Messenger Evening Book Discussion Group
Thursday, May 5 -- Glitter and Glue by Kelly Corrigan
Enjoy a lively discussion of month's selection, "Glitter and Glue" by Kelly Corrigan. Copies will be available at April's meeting as well as at the Check Out Desk.
"From the author of The Middle Place comes a new memoir that examines the bond-sometimes nourishing, sometimes exasperating, occasionally divine-between mothers and daughters." from the publisher
Thursday, June 2 -- Gold by Chris Cleave
This month's selection is "Gold" by Chris Cleave. Copies will be available at May's meeting as well as at the Check Out Desk.
"What would you sacrifice for the people you love? Kate and Zoe met at nineteen when they both made the cut for the national training program in track cycling-a sport that demands intense focus, blinding exertion, and unwavering commitment. They are built to exploit the barest physical and psychological edge over equally skilled rivals, all of whom are fighting for the last one tenth of a second that separates triumph from despair. Now at thirty-two, the women are facing their last and biggest race: the 2012 Olympics. Each wants desperately to win gold, and each has more than a medal to lose." from the publisher
Thursday, July 7 -- Circling the Sun by Paula McLaine
July's selection is "Circling the Sun" by Paula McLain. Copies will be available at June's meeting as well as at the Check Out Desk.

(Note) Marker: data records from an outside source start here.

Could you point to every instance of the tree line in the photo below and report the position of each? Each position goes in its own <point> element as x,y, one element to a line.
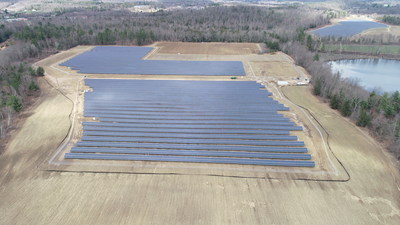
<point>281,28</point>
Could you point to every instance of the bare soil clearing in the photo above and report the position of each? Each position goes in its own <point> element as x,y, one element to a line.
<point>207,48</point>
<point>31,195</point>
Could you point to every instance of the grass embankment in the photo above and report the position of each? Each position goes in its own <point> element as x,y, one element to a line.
<point>365,49</point>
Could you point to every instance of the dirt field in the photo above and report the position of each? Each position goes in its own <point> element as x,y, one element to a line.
<point>207,48</point>
<point>31,195</point>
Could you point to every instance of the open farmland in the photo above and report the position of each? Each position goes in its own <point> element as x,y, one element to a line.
<point>33,192</point>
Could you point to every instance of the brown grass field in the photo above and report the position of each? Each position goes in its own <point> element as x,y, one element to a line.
<point>207,48</point>
<point>30,193</point>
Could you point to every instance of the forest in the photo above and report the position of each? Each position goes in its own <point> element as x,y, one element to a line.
<point>279,28</point>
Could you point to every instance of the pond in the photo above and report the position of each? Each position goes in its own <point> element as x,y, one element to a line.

"Transporting readers to colonial Kenya in the 1920's, this book brings to life a fearless and captivating woman-Beryl Markham, a record-setting aviator caught up in a passionate love triangle with safari hunter Denys Finch Hatton and Karen Blixen, author of the classic memoir Out of Africa." from the publisher
Morning Coffee Break & a Book
Tuesday, April 26 -- Above All Things by Tanis Rideout
This month's selection is "Above All Things" by Tanis Rideout. Copies will be available at the March meeting and at the Check Out Desk.
Blending historical facts with imaginative fiction, Tanis Rideout interweaves the story of George Mallory's ill-fated 1924 attempt to be the first man to conquer Mount Everest and a single day in the life of his wife as she waits at home in England for news of his return.
Tuesday, May 24 -- Everything She Forgot by Lisa Ballantyne
This month's selection is "Everything She Forgot" by Lisa Ballantyne. Copies will be available at April's meeting and at the Check Out Desk.
"They're calling it the worst pile-up in London history. Driving home, Margaret Holloway has her mind elsewhere when she's rear-ended and trapped in the wreckage. Just as she begins to panic, a disfigured stranger pulls her from the car just seconds before it's engulfed in flames. Then he simply disappears. Though she escapes with minor injuries, Margaret feels that something's wrong. Her emotions are running wild. She's having trouble concentrating. More than that, flashbacks to the crash are also dredging up lost associations from her childhood, fragments of events that were wiped from her memory. Whatever happened, she didn't merely forget, she chose to forget. And somehow, Margaret knows deep down that it's got something to do with the man who saved her." From the publisher
Tuesday, June 28 -- The Boys in the Boat by Daniel James Brown
This month's selection is "The Boys in the Boat: Nine Americans and Their Epic Quest for Gold at the 1936 Berlin Olympics" by Daniel James Brown. Copies will be available at May's meeting and at the Check Out Desk.
The #1 New York Times bestselling story about American Olympic triumph in Nazi Germany. For readers of Unbroken, out of the depths of the Depression comes an irresistible story about beating the odds and finding hope in the most desperate of times - the improbable, intimate account of how nine working-class boys from the American West showed the world at the 1936 Olympics in Berlin what true grit really meant.